XML Tree Walking

Keith Vetter 2005-03-21 : Recently I had to optimize some code that was using pure-tcl to extract out each element of an XML file in the order it appears in the file. My first step in optimization was simply to use tdom to build a dom tree. Then, the following code does a restartable pre-order traversal of that tree

The first call to :::WalkXML::NextNode with XML data initializes the dom tree. Each subsequent call to ::WalkXML::NextNode returns the next dom node.

Just this optimization alone, without redoing the code to utilize the dom tree, greatly speeded up the processing.

NEM 21Mar05: If you want to walk the elements in the order they appear in the file, might a SAX interface be just what you are after?

KPV Close, but the two models differ in who drives whom. The SAX model makes repeated calls into user code via callbacks while in this model works user code makes repeated calls into the this model. For parsing XML, I find the second way better fitting my mental model of how it should work: e.g. I'm looking at a <time> tag so I just need to call NextNode to get its value. With the SAX model I guess you'd accomplish the same by setting some global state variable.

NEM 22Mar05 Ah, OK. Yes, with SAX you generally have to layer some sort of state machine over the callbacks. E.g. in my Simple XML report writer I used a global stack. Come to think of it, it'd be nice if the SAX callbacks could return some state, which would be passed to the next callback. Then you wouldn't have to manage the lifecycle of global/namespace'd state variables. But I digress.

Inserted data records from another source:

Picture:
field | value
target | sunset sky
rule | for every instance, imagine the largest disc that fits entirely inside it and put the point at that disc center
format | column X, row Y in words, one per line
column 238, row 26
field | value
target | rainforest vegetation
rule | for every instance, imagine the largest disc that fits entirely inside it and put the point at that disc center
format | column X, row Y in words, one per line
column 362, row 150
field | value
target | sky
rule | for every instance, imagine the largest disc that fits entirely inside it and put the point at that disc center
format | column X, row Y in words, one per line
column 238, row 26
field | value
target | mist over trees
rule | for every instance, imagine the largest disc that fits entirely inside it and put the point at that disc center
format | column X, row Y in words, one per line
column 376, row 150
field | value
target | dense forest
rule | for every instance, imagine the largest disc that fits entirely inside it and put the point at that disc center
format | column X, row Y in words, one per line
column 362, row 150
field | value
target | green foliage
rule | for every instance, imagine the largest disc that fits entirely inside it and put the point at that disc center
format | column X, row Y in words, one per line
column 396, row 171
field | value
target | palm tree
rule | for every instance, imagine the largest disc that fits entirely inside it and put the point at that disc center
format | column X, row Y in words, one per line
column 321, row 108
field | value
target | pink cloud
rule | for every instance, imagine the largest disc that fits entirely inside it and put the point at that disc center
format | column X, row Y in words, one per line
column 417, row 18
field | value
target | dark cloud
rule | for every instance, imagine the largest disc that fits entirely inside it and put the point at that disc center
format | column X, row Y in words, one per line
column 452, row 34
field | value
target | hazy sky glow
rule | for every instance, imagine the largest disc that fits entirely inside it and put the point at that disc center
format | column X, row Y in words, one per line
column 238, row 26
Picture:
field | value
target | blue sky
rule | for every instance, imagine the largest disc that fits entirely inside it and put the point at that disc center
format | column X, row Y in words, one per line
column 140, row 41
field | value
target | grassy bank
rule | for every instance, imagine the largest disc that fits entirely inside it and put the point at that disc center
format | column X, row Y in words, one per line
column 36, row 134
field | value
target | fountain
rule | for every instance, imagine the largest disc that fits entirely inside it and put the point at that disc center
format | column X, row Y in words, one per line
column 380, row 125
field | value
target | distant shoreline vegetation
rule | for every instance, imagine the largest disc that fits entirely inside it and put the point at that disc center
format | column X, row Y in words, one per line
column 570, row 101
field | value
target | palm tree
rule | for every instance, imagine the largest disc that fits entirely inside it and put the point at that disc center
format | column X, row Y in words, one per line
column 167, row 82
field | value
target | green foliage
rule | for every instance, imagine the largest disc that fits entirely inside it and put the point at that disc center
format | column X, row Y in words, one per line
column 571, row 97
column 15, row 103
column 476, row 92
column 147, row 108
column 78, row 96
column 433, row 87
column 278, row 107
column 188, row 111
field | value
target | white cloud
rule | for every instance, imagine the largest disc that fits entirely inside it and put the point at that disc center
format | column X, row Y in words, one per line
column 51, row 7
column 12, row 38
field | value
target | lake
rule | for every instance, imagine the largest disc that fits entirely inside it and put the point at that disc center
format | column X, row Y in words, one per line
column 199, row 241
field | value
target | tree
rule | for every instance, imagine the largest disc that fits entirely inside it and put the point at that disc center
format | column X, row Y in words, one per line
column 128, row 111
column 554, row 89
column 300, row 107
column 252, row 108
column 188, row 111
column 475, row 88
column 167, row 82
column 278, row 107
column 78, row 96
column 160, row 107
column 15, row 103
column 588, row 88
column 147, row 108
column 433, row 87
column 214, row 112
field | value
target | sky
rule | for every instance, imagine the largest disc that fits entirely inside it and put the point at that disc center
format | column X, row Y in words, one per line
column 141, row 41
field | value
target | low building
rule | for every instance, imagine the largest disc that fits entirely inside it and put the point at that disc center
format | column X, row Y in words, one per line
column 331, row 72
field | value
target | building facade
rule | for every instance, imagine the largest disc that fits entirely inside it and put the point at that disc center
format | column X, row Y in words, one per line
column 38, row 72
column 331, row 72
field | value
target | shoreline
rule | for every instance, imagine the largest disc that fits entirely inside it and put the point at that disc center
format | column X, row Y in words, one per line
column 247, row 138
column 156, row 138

 ##+##########################################################################
 #
 # WalkXML -- walks an tdom XML tree with each call to NextNode returning
 # the next node in a pre-order traversal of the dom tree.
 # by Keith Vetter, March 2005
 #
 
 package require tdom
 namespace eval ::WalkXML { variable stack}
 
 proc ::WalkXML::NextNode {{XML ""}} {
    variable stack                              ;# List of VISITED ancestors
 
    if {$XML ne ""} {                           ;# Parse given xml
        set doc [dom parse $XML]
        set root [$doc documentElement]
        set stack [list $root]
        return $root
    }
        
    while {1} {
        set last [lindex $stack end]            ;# Last already visited node
 
        set next [$last firstChild]             ;# Try going down the tree
        if {$next ne ""} break
        
        set stack [lrange $stack 0 end-1]
        set next [$last nextSibling]            ;# Try going across the tree
        if {$next ne ""} break
    
        while {1} {                             ;# Must go up the tree
            set next [lindex $stack end]        ;# Parent
            set stack [lrange $stack 0 end-1]
            if {$next eq ""} break
            
            set next [$next nextSibling]        ;# Try parent's sibling
            if {$next ne ""} break
        }
        break
    }
    if {$next ne ""} {
        lappend stack $next
    }
    return $next
 }
 
 
 
 ################################################################
 #
 # Demo code
 #
 set XML {<?xml version="1.0" encoding="ISO-8859-1"?>
    <loc version="1.0" src="Groundspeak">
    <waypoint>
    <name id="GCGPXK"><![CDATA[Playing Poker with the Squirrels by Rino 'n Rinette]]></name>
    <coord lat="40.1548166" lon="-82.5202833"/>
    <type>Geocache</type>
    <link text="Cache Details">http://www.geocaching.com/seek/cache_details.aspx?wp=GCGPXK</link>
    </waypoint><waypoint>
    <name id="GC19DF"><![CDATA[Great Playground Caper by Treasure Hunters Inc.]]></name>
    <coord lat="40.0667166666667" lon="-82.5358"/>
    <type>Geocache</type>
    <link text="Cache Details">http://www.geocaching.com/seek/cache_details.aspx?wp=GC19DF</link>
    </waypoint>
    </loc>
 }
 
 
 set node [::WalkXML::NextNode $XML]
 while {$node ne ""} {
    if {[$node nodeType] eq "TEXT_NODE"} {
        puts "\"[$node nodeValue]\""
    } else {
        puts "[$node nodeName]"
    }
    set node [::WalkXML::NextNode]
 }